Golly gee, my life sure does take a toll on me sometimes. It's not like it was a particular stressful weekend, but it was full of getting ready for the dance performance (I'm on the Champlain College dance team). It was fine, but I didn't really want to perform for everyone, especially because I wasn't really into it, but that's a conversation for another day. Regardless, it took away from my meditation and that's upsetting!
day 13 (Thursday, April 7th): I didn't really "meditate" this day. What I mean by that is I didn't actually sit down in the meditative posture on my bed or wherever and consciously meditate for a good amount of time (like 5 to 10 minutes). Instead I just spent 1 minute in class (because we do this everyday in my Cognitive Psych class) to mindfully be present, which is basically what I do when I meditate for myself anyway. It was nice, very refreshing, but not really how I like to meditate. The lights are too bright, but I wasn't too hyped up but also not too aggravated (about who knows what), so I found myself able to slip right into a nice relaxing place. It was sweet because I don't really enjoy that class, plus everyone needs a moment to gather themselves!
day 14 (Friday, April 8th): The reason I didn't blog for this day was because I didn't get to meditate until around midnight anyway, so it just felt too late (and I was way tired) to even type on my computer. At least I meditated, though! It was really just me sitting on my boyfriends bed. I pictured the pond again, but this time found myself slipping into a very present state of feeling my entire body calm at once. It was as if the calmness was inside my brain and my brain was moving together.
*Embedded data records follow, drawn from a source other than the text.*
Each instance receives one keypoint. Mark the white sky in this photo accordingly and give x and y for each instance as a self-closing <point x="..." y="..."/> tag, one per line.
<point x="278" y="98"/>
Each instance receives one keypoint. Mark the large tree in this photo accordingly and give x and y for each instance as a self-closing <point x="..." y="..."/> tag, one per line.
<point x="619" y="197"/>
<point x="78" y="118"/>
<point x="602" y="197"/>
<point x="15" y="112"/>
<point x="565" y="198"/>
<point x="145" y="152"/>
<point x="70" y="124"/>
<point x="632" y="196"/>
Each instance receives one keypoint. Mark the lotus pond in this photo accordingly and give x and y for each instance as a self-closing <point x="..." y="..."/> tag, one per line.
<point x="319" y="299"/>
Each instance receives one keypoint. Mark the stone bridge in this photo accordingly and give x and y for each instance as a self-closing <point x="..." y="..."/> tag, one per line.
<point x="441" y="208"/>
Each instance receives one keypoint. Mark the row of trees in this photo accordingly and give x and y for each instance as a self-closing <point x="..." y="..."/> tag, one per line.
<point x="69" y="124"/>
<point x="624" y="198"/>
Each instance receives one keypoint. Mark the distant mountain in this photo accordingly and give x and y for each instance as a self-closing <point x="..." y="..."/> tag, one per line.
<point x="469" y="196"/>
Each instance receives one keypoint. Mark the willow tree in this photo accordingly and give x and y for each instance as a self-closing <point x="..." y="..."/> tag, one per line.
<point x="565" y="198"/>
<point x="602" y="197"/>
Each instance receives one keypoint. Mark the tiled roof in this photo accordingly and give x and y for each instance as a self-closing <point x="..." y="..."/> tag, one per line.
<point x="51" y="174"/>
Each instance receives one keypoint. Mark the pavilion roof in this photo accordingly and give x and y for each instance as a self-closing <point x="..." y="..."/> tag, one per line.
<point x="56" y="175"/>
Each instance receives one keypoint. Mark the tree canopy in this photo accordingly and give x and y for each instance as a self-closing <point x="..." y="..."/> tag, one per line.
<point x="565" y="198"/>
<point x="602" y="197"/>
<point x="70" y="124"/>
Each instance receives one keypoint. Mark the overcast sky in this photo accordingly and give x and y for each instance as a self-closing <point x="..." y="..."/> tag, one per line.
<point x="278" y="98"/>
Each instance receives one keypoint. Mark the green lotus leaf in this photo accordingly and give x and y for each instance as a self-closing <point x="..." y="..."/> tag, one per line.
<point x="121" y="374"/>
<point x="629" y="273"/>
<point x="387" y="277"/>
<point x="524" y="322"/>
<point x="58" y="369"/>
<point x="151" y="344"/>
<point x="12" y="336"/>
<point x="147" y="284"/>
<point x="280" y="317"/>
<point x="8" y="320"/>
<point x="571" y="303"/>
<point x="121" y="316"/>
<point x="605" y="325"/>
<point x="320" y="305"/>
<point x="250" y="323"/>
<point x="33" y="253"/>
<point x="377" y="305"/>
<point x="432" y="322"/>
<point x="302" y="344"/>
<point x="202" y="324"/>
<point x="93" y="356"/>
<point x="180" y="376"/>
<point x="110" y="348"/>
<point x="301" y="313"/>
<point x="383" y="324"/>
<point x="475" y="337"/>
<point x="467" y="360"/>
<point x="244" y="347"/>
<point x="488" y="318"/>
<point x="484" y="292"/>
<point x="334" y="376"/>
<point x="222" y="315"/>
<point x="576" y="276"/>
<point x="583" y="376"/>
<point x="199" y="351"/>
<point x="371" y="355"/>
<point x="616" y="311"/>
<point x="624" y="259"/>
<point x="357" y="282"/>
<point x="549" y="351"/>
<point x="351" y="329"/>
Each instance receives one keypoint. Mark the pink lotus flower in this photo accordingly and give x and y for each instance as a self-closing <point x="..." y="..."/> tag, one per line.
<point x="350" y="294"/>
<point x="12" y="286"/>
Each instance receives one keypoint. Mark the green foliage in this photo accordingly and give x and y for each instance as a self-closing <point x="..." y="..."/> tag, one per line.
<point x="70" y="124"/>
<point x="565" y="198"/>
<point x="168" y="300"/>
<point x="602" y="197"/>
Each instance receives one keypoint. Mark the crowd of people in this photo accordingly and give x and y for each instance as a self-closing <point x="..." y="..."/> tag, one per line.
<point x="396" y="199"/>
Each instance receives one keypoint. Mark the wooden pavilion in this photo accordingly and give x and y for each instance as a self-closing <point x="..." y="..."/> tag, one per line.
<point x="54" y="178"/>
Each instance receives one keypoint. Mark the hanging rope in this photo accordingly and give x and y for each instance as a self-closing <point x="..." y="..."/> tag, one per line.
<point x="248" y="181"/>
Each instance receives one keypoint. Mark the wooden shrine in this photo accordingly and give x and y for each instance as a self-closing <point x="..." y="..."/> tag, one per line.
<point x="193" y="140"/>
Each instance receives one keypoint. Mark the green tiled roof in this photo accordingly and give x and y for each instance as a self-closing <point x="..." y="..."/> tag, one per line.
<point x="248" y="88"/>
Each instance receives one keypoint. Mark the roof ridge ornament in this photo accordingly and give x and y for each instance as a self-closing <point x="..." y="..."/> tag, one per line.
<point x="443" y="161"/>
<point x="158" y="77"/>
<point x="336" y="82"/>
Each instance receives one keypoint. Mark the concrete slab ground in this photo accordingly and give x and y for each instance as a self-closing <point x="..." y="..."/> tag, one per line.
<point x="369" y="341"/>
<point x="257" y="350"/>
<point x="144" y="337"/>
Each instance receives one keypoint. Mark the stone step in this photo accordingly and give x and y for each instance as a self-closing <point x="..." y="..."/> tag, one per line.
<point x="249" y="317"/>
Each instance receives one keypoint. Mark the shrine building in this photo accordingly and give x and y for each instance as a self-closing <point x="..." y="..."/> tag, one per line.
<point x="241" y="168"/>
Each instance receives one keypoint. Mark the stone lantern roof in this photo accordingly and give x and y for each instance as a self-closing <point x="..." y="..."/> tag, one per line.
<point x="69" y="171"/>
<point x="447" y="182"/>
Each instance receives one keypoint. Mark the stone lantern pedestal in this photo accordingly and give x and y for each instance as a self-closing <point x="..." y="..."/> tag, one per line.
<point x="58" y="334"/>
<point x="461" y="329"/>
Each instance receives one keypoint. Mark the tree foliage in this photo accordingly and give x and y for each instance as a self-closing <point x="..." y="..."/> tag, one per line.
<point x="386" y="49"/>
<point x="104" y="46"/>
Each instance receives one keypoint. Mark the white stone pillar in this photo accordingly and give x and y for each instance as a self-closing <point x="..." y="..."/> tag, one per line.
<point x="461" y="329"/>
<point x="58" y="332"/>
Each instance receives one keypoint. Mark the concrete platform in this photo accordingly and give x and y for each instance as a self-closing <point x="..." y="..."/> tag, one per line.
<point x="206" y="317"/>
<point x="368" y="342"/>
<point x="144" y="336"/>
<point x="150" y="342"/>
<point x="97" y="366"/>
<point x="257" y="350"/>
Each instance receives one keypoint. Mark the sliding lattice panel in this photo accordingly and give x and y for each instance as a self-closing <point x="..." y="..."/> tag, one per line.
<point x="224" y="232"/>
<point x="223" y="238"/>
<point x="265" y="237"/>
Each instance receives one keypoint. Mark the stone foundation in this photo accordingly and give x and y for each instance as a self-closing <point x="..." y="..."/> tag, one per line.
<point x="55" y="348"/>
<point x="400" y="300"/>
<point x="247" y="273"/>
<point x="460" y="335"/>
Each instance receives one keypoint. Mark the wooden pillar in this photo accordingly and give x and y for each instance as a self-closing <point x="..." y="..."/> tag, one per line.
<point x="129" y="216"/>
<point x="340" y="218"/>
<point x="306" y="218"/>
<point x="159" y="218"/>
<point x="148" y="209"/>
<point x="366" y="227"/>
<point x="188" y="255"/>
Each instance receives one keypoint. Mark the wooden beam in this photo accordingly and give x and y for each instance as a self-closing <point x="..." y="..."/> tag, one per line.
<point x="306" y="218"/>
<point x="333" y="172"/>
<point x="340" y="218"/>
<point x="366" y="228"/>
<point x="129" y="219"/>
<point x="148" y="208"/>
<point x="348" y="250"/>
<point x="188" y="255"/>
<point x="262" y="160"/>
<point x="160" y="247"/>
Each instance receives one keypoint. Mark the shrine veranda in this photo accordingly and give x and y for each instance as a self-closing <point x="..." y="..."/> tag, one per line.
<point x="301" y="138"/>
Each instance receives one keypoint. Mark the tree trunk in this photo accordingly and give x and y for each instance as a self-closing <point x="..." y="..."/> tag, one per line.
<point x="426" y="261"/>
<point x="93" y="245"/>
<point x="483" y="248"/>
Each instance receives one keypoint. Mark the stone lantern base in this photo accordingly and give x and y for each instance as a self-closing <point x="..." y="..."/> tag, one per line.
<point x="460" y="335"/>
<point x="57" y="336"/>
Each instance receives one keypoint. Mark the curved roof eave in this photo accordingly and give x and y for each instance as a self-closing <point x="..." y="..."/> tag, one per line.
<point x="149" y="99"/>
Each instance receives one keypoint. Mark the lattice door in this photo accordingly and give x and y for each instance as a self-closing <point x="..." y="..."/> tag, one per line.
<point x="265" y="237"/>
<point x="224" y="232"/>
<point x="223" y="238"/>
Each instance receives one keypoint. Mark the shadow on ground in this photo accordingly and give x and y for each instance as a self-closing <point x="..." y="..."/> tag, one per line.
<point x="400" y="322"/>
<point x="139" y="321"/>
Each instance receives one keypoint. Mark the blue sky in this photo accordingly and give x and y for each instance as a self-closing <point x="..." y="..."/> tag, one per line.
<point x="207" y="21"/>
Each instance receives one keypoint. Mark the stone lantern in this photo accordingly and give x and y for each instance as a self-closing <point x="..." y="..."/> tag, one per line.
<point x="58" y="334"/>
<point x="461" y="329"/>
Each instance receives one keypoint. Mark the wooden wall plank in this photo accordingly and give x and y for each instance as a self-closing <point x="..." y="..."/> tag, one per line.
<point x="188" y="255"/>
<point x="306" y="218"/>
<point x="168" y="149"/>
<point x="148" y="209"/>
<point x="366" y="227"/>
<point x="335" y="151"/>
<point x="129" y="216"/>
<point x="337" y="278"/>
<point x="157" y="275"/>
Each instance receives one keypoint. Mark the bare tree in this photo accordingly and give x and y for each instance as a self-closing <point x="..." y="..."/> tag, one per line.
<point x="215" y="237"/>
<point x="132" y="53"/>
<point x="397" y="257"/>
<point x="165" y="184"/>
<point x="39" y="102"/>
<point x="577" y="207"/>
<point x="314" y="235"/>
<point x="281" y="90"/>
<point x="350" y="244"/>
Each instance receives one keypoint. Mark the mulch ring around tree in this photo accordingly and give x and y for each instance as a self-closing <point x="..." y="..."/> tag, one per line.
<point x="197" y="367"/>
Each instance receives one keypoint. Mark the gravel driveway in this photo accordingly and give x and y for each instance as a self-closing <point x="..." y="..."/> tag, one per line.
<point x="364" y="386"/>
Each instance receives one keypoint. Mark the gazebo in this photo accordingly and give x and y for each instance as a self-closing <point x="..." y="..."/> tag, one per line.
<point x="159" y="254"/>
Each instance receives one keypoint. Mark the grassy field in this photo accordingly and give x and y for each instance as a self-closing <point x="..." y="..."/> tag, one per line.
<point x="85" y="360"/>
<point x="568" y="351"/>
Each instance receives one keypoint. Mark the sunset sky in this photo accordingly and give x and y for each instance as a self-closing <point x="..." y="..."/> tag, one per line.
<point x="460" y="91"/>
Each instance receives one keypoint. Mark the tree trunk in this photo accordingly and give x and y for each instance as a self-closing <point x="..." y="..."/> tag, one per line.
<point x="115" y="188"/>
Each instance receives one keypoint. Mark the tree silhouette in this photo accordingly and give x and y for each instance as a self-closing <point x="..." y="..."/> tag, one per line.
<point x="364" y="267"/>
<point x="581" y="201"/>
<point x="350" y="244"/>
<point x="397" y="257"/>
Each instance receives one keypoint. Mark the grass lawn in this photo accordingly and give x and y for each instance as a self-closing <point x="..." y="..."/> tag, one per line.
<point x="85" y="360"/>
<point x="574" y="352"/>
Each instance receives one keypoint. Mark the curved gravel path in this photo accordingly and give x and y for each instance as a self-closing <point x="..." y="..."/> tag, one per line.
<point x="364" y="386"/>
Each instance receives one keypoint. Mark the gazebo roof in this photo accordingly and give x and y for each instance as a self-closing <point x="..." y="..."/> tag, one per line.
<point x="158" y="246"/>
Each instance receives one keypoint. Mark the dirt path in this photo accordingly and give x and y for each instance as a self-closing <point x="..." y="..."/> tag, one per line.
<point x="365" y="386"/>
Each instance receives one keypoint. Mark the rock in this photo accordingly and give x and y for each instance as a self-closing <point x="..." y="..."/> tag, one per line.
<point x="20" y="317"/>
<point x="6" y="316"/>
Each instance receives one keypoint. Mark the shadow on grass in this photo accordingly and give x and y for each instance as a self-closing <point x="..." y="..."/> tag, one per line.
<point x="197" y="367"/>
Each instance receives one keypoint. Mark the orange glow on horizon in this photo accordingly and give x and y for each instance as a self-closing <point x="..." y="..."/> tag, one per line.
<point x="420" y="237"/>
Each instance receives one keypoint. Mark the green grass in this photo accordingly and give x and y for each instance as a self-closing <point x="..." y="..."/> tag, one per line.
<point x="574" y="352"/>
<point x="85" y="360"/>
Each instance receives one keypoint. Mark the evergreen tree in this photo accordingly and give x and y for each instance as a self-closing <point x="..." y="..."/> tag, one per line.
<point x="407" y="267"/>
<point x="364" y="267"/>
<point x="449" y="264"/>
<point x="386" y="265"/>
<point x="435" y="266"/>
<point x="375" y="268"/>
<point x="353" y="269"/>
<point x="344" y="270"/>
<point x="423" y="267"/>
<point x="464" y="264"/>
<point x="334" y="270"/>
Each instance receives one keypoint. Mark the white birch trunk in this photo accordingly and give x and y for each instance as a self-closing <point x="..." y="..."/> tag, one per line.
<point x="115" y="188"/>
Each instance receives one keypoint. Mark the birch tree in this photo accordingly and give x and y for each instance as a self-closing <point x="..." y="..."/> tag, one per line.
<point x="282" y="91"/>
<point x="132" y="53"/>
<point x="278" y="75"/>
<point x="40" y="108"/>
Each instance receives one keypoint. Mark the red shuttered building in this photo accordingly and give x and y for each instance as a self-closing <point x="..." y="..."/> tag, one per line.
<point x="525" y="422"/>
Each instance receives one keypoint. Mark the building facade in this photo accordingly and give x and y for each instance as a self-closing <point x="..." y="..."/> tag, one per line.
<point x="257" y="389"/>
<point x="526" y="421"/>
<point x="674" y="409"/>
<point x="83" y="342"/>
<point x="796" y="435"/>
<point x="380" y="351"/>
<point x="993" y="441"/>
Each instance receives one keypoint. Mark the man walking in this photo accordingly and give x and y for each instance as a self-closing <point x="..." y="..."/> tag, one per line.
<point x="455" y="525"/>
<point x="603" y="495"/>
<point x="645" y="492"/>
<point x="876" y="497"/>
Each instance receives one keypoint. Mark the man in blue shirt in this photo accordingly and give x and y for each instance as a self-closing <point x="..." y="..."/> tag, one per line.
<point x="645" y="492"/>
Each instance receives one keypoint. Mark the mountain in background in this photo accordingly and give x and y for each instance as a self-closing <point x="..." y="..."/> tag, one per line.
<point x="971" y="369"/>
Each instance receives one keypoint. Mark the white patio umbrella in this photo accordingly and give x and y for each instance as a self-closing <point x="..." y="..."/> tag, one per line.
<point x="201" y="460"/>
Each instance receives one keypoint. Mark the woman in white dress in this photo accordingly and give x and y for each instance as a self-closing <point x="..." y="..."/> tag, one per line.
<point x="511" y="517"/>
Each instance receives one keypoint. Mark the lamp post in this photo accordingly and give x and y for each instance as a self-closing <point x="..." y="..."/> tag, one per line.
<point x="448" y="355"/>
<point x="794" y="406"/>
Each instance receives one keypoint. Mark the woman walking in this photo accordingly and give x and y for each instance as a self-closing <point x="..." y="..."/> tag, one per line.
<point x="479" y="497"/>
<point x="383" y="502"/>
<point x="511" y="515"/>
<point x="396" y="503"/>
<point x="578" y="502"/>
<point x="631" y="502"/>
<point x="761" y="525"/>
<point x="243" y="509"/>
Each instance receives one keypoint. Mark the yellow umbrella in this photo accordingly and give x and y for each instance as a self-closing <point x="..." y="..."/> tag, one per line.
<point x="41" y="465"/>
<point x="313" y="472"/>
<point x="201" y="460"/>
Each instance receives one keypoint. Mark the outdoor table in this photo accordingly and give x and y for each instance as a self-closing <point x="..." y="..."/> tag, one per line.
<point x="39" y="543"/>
As if my neurons were all breathing and sending synapse at such a low frequency (and yet -- it must have been high because of the level of concentration I needed to do something like this) that everything in the rest of my body breathed and moved and worked all together in a beautiful symphony. I know, that's pretty poetic. You're welcome.
day 15 (Sunday, April 9th): Yes, yes. I missed Saturday, but I decided to go out with my friends instead, and it was a good idea. I had so much fun! Sometimes it's okay to skip a day so you have fun doing something else. On Sunday I meditated as I was trying to sleep. I laid on my back, eyes closed, palms up, and mind clear. I just breathed, hoping it would calm me down enough to find a comfortable spot to fall asleep. It did calm me down, but I didn't get to the full experience I've felt before. That's okay though (and I didn't fall asleep until 30 minutes later).
day 16 (Monday, today!): I just meditated. Probably about 10 minutes ago. It wasn't for long, but to be honest, I don't really feel comfortable meditating in my room when my roommate is here. I'm not entirely sure, but that's okay. Soon I'll have my meditation spot in my own room where I can sit in peace and meditate till the day is done. Anyway, it was still a pretty nice meditation. I found myself thinking about writing this blog, though, and all the work I have to do. There were a few moments where I wasn't thinking about anything, but those thoughts mostly slipped in at any moment they found me vulnerable. I think that just means I should amp up my game and practice meditation even more (including timing myself so I can learn how to meditate for a long time). I think it also helped me realize just how much I think about the future. I wish I was more able to spend time in the moment, but that's why I'm trying to understand and cultivate mindful meditation in everyday life. Lately I've been doing it while walking. In fact, the other day I did it while me and my boyfriend were having sex (and believe me, ladies, if you learn to practice mindfulness and use it in the bedroom to focus on everything you feel in the now, you will not ever regret it *wink*). On that note, I think I'll retire for the night. Namaste!